But he swears there’s hope. In his new book Love in the Time of Colic: The New Parents’ Guide to Getting It On Again, Kerner and co-author Heidi Raykeil say there’s no reason to throw your libido out with the baby’s bath water. “It really is possible,” they write, “to do the hokey pokey and keep up the hanky panky.”
What causes the sexual fizzle between new parents? Exhaustion. Stress. Mom’s hormones, and her tendency to devote every amp of energy and inkling of empathy to the helpless, gurgling humanoid in the bassinet, leaving none for poor, pent-up Dad.
Kerner jokes that a working title for his book was “What to Expect When He’s Expecting Sex,” because Dad’s urges — and Mom’s reluctance to have her arms, breasts, and hair tugged at by yet another needy family member — are a common source of strife.
I remember those post-baby months so clearly: Sex felt like another chore on my household to-do list, rather than the delicious indulgence it had always been. I was confused, disappointed, and embarrassed at having gone from fit and frisky to tuckered-out and turned-off.

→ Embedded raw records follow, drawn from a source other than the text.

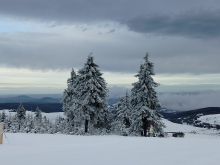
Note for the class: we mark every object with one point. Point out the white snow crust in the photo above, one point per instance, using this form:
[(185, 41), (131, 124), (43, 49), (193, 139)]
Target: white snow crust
[(211, 119), (201, 148)]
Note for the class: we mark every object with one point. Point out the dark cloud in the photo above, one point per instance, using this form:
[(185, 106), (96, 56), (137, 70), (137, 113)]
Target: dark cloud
[(120, 54), (190, 101), (201, 24)]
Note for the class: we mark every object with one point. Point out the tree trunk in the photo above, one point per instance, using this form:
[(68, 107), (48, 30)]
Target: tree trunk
[(86, 126)]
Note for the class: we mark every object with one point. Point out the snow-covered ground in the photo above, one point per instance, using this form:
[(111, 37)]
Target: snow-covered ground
[(201, 148), (211, 119), (50, 116)]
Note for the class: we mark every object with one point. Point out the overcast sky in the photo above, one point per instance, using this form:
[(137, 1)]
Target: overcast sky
[(40, 41)]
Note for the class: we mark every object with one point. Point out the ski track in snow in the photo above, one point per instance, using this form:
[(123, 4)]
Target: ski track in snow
[(59, 149)]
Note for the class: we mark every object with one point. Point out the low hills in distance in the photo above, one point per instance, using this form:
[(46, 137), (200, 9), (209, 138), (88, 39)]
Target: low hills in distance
[(27, 99), (49, 104)]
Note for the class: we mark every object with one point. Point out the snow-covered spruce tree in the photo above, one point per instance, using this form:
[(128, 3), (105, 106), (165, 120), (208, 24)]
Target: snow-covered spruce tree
[(3, 116), (122, 120), (91, 110), (21, 115), (145, 102), (68, 96), (38, 120)]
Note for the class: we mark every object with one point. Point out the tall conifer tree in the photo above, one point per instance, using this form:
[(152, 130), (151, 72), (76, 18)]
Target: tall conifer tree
[(92, 106), (145, 102), (68, 96)]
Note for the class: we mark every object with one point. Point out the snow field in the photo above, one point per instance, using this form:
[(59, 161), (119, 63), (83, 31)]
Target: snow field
[(46, 149), (201, 148)]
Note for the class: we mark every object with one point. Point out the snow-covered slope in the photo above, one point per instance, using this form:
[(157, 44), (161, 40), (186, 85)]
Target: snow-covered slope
[(201, 148), (211, 119), (47, 149), (50, 116)]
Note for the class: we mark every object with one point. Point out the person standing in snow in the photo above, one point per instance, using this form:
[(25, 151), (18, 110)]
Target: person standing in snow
[(151, 131)]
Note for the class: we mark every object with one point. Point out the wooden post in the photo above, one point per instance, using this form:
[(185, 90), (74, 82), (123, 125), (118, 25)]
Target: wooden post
[(1, 132)]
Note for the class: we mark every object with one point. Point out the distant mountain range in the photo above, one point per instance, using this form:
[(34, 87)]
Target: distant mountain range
[(193, 117), (27, 99)]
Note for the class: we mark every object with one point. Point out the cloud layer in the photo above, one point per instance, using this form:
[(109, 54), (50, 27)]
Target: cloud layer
[(200, 24)]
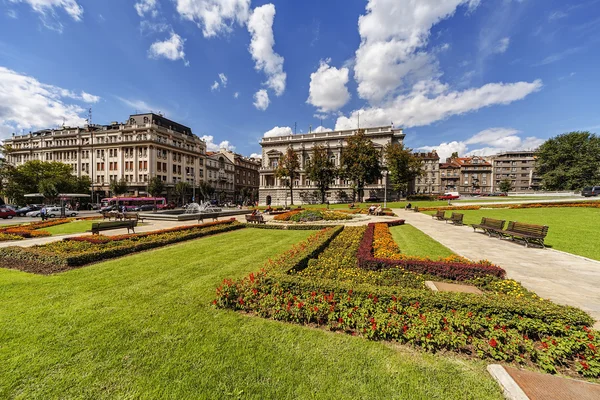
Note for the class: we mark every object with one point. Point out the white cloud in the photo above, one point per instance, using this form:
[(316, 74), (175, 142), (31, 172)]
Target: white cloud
[(502, 45), (493, 140), (171, 49), (71, 7), (431, 101), (214, 16), (279, 131), (261, 100), (223, 79), (26, 103), (144, 7), (212, 146), (260, 26), (328, 90), (320, 129)]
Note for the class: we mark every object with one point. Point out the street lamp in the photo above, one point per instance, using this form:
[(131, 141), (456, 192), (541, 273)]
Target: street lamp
[(385, 172)]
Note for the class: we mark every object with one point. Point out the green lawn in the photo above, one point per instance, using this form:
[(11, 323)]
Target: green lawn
[(571, 229), (143, 327), (70, 227), (413, 242)]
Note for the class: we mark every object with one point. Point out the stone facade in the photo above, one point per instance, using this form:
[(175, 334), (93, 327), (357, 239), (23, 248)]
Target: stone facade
[(273, 191), (145, 146), (519, 167)]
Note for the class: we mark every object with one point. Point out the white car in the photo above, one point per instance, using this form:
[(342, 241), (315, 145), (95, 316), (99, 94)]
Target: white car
[(53, 212)]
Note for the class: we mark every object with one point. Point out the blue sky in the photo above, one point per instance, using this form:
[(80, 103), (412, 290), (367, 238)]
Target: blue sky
[(472, 76)]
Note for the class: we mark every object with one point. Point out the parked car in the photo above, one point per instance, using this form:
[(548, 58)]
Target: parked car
[(7, 212), (590, 191), (21, 212), (449, 196)]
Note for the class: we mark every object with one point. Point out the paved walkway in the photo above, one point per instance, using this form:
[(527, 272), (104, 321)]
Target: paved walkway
[(561, 277)]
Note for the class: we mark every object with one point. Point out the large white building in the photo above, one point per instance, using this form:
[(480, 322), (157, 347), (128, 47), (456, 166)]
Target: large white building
[(273, 190), (145, 146)]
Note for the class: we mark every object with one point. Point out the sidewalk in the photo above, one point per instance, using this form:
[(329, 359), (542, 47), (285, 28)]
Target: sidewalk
[(560, 277)]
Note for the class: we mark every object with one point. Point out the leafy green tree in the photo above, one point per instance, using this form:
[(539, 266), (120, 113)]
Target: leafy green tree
[(360, 162), (118, 187), (403, 166), (505, 185), (569, 161), (181, 189), (288, 169), (321, 170)]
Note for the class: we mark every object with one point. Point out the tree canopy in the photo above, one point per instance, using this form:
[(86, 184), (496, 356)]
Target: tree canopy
[(360, 162), (288, 169), (321, 170), (403, 166), (569, 161)]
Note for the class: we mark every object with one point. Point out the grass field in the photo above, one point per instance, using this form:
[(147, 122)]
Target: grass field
[(143, 327), (574, 230), (413, 242), (70, 227)]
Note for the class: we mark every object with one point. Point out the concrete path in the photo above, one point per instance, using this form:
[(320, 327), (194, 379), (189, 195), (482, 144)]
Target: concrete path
[(561, 277)]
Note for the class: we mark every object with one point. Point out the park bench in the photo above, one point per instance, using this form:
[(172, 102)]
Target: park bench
[(255, 219), (528, 233), (106, 226), (439, 215), (455, 218), (132, 216), (489, 225), (201, 216)]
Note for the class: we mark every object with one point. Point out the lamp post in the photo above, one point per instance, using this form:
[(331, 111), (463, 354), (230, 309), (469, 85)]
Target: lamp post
[(385, 172)]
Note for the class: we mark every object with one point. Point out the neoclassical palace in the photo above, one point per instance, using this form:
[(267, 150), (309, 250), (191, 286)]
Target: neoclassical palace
[(274, 191)]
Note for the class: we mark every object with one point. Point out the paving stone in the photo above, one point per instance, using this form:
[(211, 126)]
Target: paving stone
[(451, 287)]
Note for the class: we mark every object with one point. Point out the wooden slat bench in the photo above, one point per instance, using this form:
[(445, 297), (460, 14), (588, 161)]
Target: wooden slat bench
[(107, 226), (439, 215), (202, 216), (528, 233), (256, 219), (455, 218), (489, 225)]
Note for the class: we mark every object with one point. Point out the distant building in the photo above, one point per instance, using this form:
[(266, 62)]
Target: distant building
[(429, 182), (246, 176), (144, 146), (220, 171), (519, 168), (274, 191)]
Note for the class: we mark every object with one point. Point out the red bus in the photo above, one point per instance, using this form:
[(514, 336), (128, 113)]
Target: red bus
[(134, 203)]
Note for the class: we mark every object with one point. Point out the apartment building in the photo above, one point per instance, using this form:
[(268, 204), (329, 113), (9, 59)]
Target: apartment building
[(246, 176), (273, 191), (145, 146), (220, 172), (429, 182), (519, 168)]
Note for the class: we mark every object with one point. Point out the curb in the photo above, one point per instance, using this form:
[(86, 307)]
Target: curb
[(510, 388)]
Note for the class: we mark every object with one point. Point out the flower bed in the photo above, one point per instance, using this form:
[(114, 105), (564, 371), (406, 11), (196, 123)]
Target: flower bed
[(499, 325), (459, 270), (74, 252)]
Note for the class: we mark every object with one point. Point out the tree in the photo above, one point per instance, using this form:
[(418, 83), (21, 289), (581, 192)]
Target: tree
[(569, 161), (206, 190), (360, 162), (403, 166), (505, 185), (321, 170), (118, 187), (155, 188), (288, 169), (181, 188)]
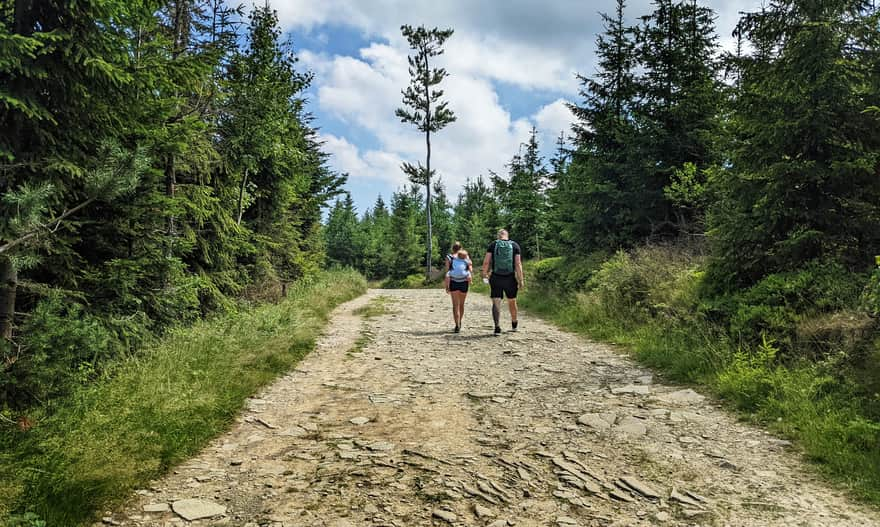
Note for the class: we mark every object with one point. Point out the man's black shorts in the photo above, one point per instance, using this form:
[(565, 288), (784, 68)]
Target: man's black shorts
[(458, 286), (505, 284)]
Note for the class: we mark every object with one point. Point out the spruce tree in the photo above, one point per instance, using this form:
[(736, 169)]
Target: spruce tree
[(803, 178), (424, 108)]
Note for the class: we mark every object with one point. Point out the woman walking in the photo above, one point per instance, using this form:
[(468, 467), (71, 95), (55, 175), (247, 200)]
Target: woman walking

Kerner says it’s just as tough on guys. He confesses to having been so hard up after his kids were born that he once became aroused while listening to his wife read the book Hop on Pop to their son.
He’s not alone. I recall my husband trying to woo me with, There’s a Wocket in My Pocket and I think we can all agree that when you’re hearing innuendo in Dr. Seuss verse, it’s been too long.
Here’s good news, though: Kerner says that by expecting sex, a new dad is actually performing a vital task: luring his partner slowly (if sometimes annoyingly) back into a strong, passionate couplehood, “a crucial necessity if they’re to flourish and succeed as a family.”
Kerner insists there are two ways to do that.
Wrong way: “Just saying, ‘Let’s have sex now.'”
Right way: “Communicating, building anticipation, helping a woman rediscover those feelings of wanting, helping her to feel sexy, contributing to all the new chores that go along with having a baby in order to help her de-stress.”
Pay attention to that last point. Along with all the other surprises of new parenthood, I was shocked (who knew?) to discover there’s nothing sexier than a guy who can swaddle, shush, and sway a newborn to sleep. Sorry, that’s hot.
As your kids grow, of course, new sexual challenges arise. We recently entered the Kiddus Interruptus phase and I can promise you that nothing quashes the libido like having to explain to your children why Mommy likes sleeping with “just her boots on.”
Once you’re past the baby years, though, the solutions get simpler. Communication? Anticipation? No need when basic hardware does the trick.
Says Kerner, “We have a lock on our bedroom door.”